Called a communard in 1874, Cezanne was saluted with the title of anarchist in 1904, when his vogue had begun; these titles being a species of official nomenclature for all rebels. Thiers, once President of the French Republic, made a bon mot when he exclaimed: “A Romantic—that is to say, Communist!” During his entire career this mild, reserved gentleman from Aix came under the ban of the critics and the authorities, for he had shouldered his musket in 1871, as did Manet, as did Bazille,—who, like Henri Regnault, was killed in a skirmish.
His most virulent enemies were forced to admit that Edouard Manet had a certain facility with the brush; his quality and beauty of sheer paint could not be winked away even by Albert Wolff. But to Cezanne there was no quarter shown. He was called the “Ape of Manet”; he was hissed, cursed, abused; his canvases were spat upon, and as late as 1902, when M. Roujon, the Director of the Beaux-Arts, was asked by Octave Mirbeau to decorate Cezanne, he nearly fainted from astonishment. Cezanne! That barbarian! The amiable director suggested instead the name of Claude Monet. Time had enjoyed its little whirligig with that great painter of vibrating light and water, but Monet blandly refused the long-protracted honour. Another anecdote is related by M. Duret. William II of Germany in 1899 wished to examine with his own eyes, trained by the black, muddy painting of Germany, the canvases of Monet, Pissarro, Sisley, Cezanne, and Manet, acquired by Director Tschudi for the Berlin National Gallery. He saw them all except the Cezanne. Herr Tschudi feared that the Parisian fat would be in the imperial fire if the Cezanne picture appeared. So he hid it. As it was his Majesty nodded in emphatic disapproval of the imported purchases. If he had viewed the Cezanne!

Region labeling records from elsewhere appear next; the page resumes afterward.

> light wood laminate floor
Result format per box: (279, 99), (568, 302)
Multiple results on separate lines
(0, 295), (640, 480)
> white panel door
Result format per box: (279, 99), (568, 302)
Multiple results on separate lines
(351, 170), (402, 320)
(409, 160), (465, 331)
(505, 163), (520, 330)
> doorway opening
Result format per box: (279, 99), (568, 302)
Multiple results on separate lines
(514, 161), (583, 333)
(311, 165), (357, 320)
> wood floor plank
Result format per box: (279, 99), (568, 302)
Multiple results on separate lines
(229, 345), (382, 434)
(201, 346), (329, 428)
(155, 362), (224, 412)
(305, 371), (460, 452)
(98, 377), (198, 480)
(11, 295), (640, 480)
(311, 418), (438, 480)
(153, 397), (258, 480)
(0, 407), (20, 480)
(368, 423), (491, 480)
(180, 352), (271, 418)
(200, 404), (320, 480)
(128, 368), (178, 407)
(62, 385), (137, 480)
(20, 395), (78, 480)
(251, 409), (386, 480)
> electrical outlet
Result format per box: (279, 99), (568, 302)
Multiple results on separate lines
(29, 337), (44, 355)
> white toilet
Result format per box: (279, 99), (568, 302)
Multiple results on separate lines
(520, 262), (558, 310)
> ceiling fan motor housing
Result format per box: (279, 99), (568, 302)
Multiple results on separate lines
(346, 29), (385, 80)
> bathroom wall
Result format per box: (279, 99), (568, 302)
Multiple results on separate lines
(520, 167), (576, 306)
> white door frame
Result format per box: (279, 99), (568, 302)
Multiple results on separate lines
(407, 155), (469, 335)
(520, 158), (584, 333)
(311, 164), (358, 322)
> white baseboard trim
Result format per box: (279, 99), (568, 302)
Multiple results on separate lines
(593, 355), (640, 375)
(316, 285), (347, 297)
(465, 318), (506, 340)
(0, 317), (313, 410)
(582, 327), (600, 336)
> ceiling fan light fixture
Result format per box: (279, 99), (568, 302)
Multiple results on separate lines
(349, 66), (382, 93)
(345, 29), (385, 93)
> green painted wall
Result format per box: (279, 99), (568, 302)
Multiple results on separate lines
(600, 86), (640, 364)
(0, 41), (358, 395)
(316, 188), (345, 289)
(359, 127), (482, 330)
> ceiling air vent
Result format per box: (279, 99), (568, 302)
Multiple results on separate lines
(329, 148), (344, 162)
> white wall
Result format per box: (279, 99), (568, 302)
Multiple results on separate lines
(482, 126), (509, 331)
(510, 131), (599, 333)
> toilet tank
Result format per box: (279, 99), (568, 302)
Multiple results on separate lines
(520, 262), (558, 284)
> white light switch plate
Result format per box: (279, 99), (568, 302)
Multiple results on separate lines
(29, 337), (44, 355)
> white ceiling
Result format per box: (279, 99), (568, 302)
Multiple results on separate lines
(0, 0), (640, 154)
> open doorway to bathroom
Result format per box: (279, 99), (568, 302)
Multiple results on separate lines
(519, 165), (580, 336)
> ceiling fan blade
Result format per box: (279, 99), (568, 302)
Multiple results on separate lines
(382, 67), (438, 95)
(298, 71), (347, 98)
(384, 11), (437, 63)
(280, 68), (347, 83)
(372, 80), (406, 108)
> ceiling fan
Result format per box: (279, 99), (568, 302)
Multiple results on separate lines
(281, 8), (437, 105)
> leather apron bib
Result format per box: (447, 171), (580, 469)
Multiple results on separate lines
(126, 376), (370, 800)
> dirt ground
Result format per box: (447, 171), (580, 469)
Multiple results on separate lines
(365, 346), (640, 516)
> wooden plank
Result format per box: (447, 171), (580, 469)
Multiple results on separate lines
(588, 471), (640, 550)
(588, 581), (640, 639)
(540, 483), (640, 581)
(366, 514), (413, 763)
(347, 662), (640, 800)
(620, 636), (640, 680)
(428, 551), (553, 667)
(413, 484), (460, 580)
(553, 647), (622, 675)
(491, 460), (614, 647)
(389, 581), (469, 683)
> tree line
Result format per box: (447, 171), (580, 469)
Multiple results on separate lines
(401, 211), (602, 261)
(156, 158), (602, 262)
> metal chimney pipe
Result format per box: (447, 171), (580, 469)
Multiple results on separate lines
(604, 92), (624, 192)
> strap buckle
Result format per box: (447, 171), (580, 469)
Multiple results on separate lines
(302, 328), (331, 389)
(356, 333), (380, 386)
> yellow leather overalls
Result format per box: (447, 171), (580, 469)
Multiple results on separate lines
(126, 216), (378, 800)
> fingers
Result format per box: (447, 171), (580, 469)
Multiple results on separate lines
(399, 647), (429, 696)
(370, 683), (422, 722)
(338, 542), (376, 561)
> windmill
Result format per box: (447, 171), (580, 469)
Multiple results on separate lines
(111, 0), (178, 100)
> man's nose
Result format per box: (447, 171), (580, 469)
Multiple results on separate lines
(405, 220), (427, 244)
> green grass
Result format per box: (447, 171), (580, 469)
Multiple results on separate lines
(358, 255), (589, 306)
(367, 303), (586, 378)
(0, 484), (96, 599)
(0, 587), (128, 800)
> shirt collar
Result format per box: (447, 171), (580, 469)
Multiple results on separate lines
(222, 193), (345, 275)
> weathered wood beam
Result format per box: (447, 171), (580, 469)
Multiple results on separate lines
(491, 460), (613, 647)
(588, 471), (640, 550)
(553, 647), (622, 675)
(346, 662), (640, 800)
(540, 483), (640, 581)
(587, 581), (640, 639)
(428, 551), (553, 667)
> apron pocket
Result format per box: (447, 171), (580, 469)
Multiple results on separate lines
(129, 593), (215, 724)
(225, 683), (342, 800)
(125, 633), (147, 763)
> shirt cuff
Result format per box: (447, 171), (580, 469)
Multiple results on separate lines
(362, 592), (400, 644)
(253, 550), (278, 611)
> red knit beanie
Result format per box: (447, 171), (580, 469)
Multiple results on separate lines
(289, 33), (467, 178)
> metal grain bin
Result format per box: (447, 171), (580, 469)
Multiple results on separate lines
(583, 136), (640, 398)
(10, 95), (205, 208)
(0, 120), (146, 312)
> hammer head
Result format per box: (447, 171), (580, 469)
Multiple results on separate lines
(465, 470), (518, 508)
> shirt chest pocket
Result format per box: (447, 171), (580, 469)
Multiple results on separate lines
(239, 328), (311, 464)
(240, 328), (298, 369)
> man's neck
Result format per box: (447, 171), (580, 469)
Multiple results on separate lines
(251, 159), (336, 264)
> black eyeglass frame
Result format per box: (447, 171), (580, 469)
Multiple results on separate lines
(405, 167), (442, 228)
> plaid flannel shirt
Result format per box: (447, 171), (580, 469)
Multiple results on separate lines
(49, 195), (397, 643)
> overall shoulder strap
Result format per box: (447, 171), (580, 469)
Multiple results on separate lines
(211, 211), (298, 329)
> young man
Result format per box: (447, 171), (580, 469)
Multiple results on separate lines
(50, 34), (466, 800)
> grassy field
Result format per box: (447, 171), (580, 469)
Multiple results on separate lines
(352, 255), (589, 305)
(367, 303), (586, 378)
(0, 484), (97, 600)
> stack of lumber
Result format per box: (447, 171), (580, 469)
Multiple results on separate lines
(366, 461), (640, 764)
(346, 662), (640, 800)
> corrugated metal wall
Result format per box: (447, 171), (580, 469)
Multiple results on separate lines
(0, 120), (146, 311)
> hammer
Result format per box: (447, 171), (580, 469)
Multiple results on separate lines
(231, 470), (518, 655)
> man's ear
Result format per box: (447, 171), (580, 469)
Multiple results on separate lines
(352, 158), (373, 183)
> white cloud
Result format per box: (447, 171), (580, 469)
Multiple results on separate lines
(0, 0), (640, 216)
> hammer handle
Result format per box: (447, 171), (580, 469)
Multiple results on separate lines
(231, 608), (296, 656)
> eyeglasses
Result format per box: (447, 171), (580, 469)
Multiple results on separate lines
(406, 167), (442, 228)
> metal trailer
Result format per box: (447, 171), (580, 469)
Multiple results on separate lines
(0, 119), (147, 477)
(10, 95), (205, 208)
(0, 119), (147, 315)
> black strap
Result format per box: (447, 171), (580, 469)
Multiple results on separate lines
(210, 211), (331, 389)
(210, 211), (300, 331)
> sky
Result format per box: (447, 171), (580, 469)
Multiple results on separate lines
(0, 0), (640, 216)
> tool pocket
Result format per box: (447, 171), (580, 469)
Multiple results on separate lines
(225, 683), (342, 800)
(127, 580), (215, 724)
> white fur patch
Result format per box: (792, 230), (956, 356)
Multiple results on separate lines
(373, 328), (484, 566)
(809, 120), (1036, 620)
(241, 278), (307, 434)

At first blush, for those whose schooling has been academic, the Cezanne productions are shocking. Yet his is a personal vision, though a heavy one. He has not a facile brush; he is not a great painter; he lacks imagination, invention, fantasy; but his palette is his own. He is a master of gray tones, and his scale is, as Duret justly observes, a very intense one. He avoids the anecdote, historic or domestic. He detests design, prearranged composition. His studio is an open field, light the chief actor of his palette. He is never conventionally decorative unless you can call his own particular scheme decorative. He paints what he sees without flattery, without flinching from any ugliness. Compared with him Courbet is as sensuous as Correggio. He does not seek for the correspondences of light with surrounding objects or the atmosphere in which Eugene Carriere bathes his portraits, Rodin his marbles. The Cezanne picture does not modulate, does not flow; is too often hard, though always veracious—Cezannes veracity, be it understood. But it is an inescapable veracity. There is, too, great vitality and a peculiar reserved passion, like that of a Delacroix a ribbers, and in his still-life he is as great even as Manet.